One response to “The Rise of Public Value Governance: Are Attacks on Tenure, Privatization and Outcomes-Driven Policies Fading?

  1. Tenure @ The University and College levels cannot be used in any comparison to tenure in Public Schools. I have had, as I’m sure many of you have had, classes with the most boring of college professors, many of whom had tenure. Some were iconic like in terms of their faculty presence. Be that as it may, many were boring, many were ineffective. As college students however, we all were resourceful enough and motivated enough to compensate for the inefficiencies of such professors as we encountered them. The colleges and universities more often then not, devalued student learning growth as indicators for granting tenure. Instead they highly valued the degree by which their professors were “high profile” in their field. Very often that translated into who published more, who made TV appearances,who got on talk radio/TV, etc.None of these criteria had anything to do with pupil learning curves. Colleges and Universities often granted tenure as a means of preventing their valued professors from signing on with other higher educational institutions. While tenure @the college and university level is established as an achievable goal, not every professor is able to attain tenure or achieve that goal. In and of itself, their failure to do so is not a “ticket to ride”. They are allowed to continue.

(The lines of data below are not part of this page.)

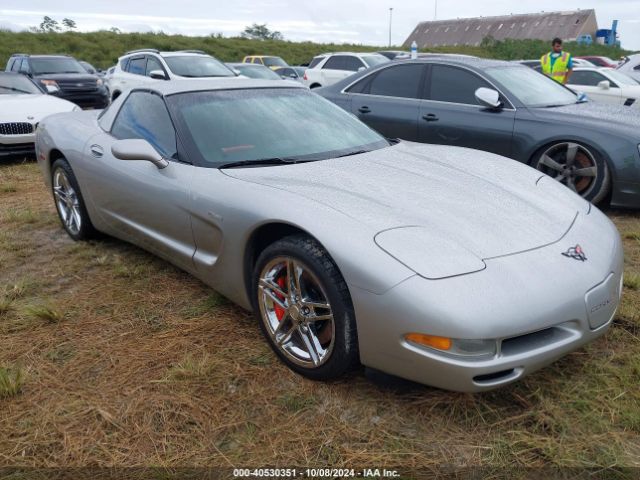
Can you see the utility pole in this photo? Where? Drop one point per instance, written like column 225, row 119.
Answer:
column 390, row 17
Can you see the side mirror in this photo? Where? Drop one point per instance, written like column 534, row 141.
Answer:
column 487, row 97
column 137, row 149
column 157, row 75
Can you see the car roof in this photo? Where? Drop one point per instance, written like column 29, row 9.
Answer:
column 222, row 83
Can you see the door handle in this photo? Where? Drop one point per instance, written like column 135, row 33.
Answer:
column 96, row 150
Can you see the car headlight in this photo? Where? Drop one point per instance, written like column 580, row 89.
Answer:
column 454, row 346
column 50, row 85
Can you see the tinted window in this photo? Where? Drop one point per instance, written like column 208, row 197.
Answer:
column 454, row 85
column 145, row 116
column 47, row 65
column 137, row 65
column 11, row 84
column 197, row 66
column 343, row 62
column 153, row 64
column 315, row 61
column 587, row 78
column 220, row 126
column 401, row 81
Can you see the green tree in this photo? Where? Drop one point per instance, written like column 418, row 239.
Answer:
column 261, row 32
column 69, row 24
column 49, row 25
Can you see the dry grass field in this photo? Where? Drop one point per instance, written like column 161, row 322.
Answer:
column 112, row 357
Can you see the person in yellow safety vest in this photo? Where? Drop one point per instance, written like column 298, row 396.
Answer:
column 557, row 64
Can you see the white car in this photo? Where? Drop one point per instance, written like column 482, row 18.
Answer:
column 631, row 66
column 22, row 106
column 138, row 67
column 329, row 68
column 606, row 85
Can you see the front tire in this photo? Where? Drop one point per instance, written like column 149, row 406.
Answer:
column 69, row 202
column 579, row 167
column 303, row 306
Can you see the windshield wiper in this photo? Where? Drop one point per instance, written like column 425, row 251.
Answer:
column 262, row 161
column 15, row 89
column 355, row 152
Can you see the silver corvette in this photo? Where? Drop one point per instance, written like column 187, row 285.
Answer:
column 447, row 266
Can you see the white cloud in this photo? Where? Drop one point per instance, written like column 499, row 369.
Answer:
column 357, row 21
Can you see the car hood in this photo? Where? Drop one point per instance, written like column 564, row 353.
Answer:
column 72, row 77
column 490, row 205
column 598, row 115
column 18, row 108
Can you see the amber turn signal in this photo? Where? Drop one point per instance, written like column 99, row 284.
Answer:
column 440, row 343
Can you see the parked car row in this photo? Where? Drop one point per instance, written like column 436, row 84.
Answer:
column 449, row 266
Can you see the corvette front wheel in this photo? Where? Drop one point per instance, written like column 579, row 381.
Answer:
column 304, row 308
column 577, row 166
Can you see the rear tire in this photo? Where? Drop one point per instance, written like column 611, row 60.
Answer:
column 579, row 167
column 294, row 282
column 69, row 202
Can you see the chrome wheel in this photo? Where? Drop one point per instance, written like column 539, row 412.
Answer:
column 296, row 312
column 571, row 164
column 67, row 202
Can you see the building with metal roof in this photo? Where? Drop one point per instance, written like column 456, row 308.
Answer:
column 568, row 25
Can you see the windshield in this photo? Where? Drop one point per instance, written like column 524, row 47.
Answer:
column 197, row 66
column 48, row 65
column 294, row 123
column 622, row 78
column 274, row 62
column 373, row 60
column 257, row 71
column 16, row 84
column 532, row 88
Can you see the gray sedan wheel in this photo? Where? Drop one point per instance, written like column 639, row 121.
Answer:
column 69, row 202
column 578, row 167
column 304, row 308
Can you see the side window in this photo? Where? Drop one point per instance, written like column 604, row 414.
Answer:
column 334, row 63
column 144, row 115
column 454, row 85
column 153, row 64
column 399, row 81
column 137, row 65
column 315, row 61
column 353, row 64
column 24, row 66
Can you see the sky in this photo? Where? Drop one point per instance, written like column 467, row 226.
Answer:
column 348, row 21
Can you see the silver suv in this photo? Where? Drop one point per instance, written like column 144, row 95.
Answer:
column 138, row 67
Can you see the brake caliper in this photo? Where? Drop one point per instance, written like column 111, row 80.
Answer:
column 277, row 308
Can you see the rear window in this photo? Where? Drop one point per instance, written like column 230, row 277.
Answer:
column 315, row 61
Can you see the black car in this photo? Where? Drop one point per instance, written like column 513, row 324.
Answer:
column 62, row 76
column 504, row 108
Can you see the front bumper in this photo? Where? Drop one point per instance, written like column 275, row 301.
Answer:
column 17, row 145
column 538, row 305
column 98, row 99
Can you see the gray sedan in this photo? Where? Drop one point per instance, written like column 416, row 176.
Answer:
column 504, row 108
column 447, row 266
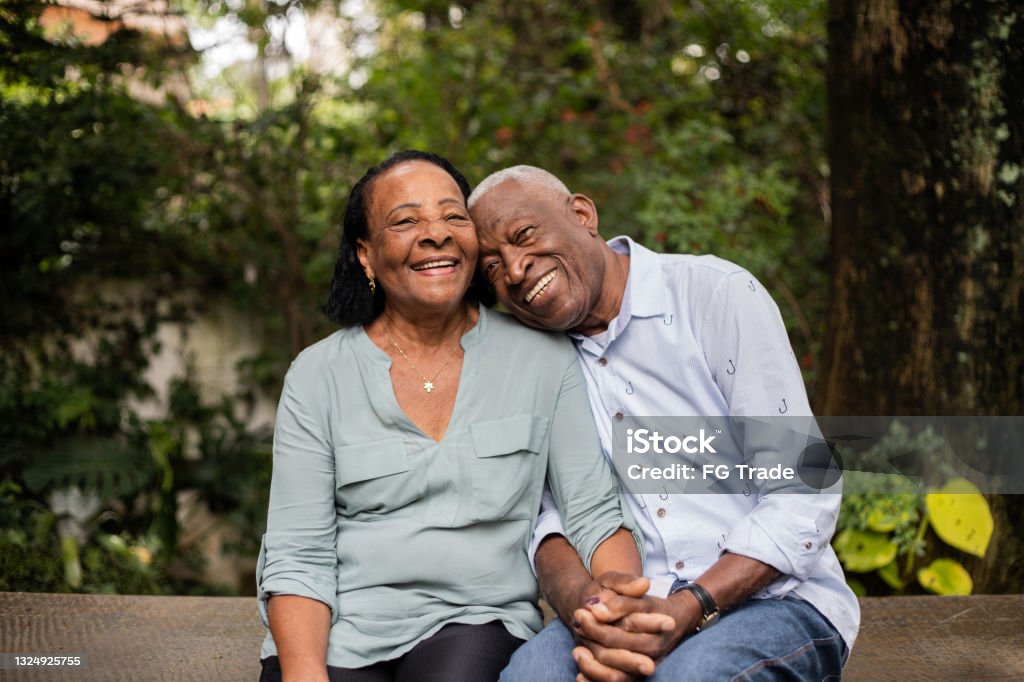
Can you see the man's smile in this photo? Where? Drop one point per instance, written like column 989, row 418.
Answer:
column 539, row 288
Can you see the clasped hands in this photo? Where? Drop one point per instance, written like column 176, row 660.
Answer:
column 623, row 632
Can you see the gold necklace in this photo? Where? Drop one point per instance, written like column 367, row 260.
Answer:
column 428, row 384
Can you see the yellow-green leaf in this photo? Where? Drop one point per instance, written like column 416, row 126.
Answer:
column 961, row 516
column 882, row 520
column 863, row 550
column 890, row 573
column 945, row 577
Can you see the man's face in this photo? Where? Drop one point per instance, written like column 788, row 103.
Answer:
column 541, row 251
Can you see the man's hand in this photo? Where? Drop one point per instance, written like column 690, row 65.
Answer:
column 628, row 633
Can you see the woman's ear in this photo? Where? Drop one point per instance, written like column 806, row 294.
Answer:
column 586, row 212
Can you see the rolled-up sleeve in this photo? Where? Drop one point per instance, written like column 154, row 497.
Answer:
column 582, row 483
column 298, row 555
column 749, row 351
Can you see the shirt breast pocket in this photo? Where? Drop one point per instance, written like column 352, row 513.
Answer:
column 375, row 480
column 508, row 469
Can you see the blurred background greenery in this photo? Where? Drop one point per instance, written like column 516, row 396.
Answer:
column 173, row 173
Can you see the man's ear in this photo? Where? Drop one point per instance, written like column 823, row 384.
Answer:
column 586, row 212
column 361, row 253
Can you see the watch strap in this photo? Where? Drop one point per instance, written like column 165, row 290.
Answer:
column 707, row 602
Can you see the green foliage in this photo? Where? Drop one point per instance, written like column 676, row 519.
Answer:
column 694, row 128
column 885, row 534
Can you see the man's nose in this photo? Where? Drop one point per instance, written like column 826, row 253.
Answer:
column 515, row 271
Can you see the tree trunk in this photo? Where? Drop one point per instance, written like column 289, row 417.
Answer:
column 926, row 142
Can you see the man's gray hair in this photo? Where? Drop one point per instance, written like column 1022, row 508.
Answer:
column 524, row 174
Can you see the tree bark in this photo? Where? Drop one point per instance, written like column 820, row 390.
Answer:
column 926, row 144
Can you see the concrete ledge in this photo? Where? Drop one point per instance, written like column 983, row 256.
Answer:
column 218, row 638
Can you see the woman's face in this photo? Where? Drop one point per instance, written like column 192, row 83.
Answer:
column 421, row 245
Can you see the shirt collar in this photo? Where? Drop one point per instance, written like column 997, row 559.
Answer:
column 644, row 295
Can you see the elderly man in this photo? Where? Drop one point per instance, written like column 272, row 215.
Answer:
column 677, row 335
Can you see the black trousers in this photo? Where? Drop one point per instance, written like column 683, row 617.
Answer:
column 457, row 652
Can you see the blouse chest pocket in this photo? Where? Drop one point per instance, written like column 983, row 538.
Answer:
column 508, row 469
column 375, row 479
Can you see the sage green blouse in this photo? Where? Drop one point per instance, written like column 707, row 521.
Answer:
column 400, row 535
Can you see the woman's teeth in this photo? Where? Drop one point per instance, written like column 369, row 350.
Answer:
column 433, row 264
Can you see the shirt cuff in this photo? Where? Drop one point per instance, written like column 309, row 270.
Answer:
column 548, row 523
column 290, row 584
column 793, row 545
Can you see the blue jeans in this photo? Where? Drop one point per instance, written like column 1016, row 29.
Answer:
column 761, row 639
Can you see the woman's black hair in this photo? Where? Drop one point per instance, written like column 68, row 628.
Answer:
column 350, row 302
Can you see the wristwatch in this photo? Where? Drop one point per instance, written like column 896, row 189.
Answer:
column 708, row 605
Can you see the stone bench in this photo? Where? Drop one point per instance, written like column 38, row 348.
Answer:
column 218, row 638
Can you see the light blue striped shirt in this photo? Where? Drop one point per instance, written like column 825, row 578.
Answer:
column 683, row 320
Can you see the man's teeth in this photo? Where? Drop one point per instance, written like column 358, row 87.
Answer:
column 540, row 286
column 433, row 264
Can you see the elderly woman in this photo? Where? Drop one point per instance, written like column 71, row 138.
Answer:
column 410, row 455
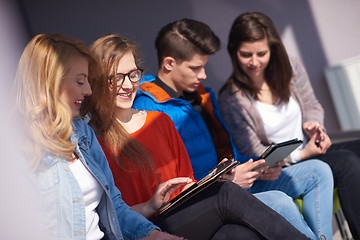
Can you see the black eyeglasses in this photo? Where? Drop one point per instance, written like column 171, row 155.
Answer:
column 134, row 77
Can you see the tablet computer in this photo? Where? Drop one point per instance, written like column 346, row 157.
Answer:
column 197, row 187
column 278, row 152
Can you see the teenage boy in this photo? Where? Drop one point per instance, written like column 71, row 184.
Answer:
column 183, row 48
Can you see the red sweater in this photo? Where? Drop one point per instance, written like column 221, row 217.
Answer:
column 163, row 141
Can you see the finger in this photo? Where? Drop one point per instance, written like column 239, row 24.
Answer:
column 257, row 163
column 224, row 160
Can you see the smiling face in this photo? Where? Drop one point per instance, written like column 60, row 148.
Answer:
column 187, row 76
column 254, row 57
column 127, row 91
column 75, row 85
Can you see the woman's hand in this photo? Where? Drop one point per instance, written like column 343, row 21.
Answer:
column 157, row 235
column 310, row 128
column 273, row 173
column 244, row 174
column 161, row 196
column 318, row 144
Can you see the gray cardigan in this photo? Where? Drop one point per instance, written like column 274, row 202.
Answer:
column 244, row 121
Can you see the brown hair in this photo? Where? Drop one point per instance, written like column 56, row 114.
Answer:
column 109, row 50
column 250, row 27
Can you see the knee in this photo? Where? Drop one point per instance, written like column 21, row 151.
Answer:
column 321, row 169
column 277, row 200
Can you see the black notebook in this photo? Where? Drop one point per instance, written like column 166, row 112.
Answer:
column 278, row 152
column 198, row 186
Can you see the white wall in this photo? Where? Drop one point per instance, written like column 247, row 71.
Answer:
column 320, row 32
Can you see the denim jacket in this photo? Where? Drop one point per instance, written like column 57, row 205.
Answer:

    Tenure in public schools is a contractual goal. That simply says after a specific number of years (they differ from school district to school district) in service in a public school, that a teacher becomes eligible for tenure. The cruxt of the matter is at that specific juncture, to wit:eligibility. The hidden agenda, I believe is that there are folks who want to link the act of tenure denial with job termination. Over the years I have witnessed any number of reasons as to why teachers and yes, good teachers have been denied tenure. In the early years of decentralized school district, many school boards in their adversarial roles to the Teachers Union, routinely denied tenure. Eligible teachers would achieve tenure by a process known as “estopple”. That is to say, that within a 30 day period of the beginning date of eligibility, if no document stipulating “denial of tenure” was issued, then it was a given that that individual was in fact a tenured teacher. Thus while local school boards didnt grant tenure, such an eligible teacher would be shown in central headquaters documents as one with tenure. Another factor that influenced the non granting of tenure, was the frequent turnover of school leaders. Often times in the middle of a particular teachers developmental years , that process would be completely trashed as a new principal sought to make their own imprint on teacher development and criteria for tenure achievement. Tenure achievement in other cases was more readily accomplished owing in large part to the inability of school leaders to have a strong PD program, and thusly would grant tenure to teachers simply becase they had reached an eligiblility timeline.Classic “rubber stamping.” In the final analysis, it is my opinion that unless union leaders are stupid, and I dont believe for one minute that they are, they have to seize the moment to revise the criteria for the granting of tenure. Lets not forget that in public education, without tenure, the profession ceases to be one .Such concepts as: a formal uniform path to tenure, can teachers be required to “freshen up” after being granted tenure,the continuance of teachers who are denied tenure, and the inclusion of an impartial parent consultatory panel charged with the responsibility of vetting all tenured eligibles, before those eligilbles are granted tenure would be measures that I would support as opposed to allowing tenure to be abolished.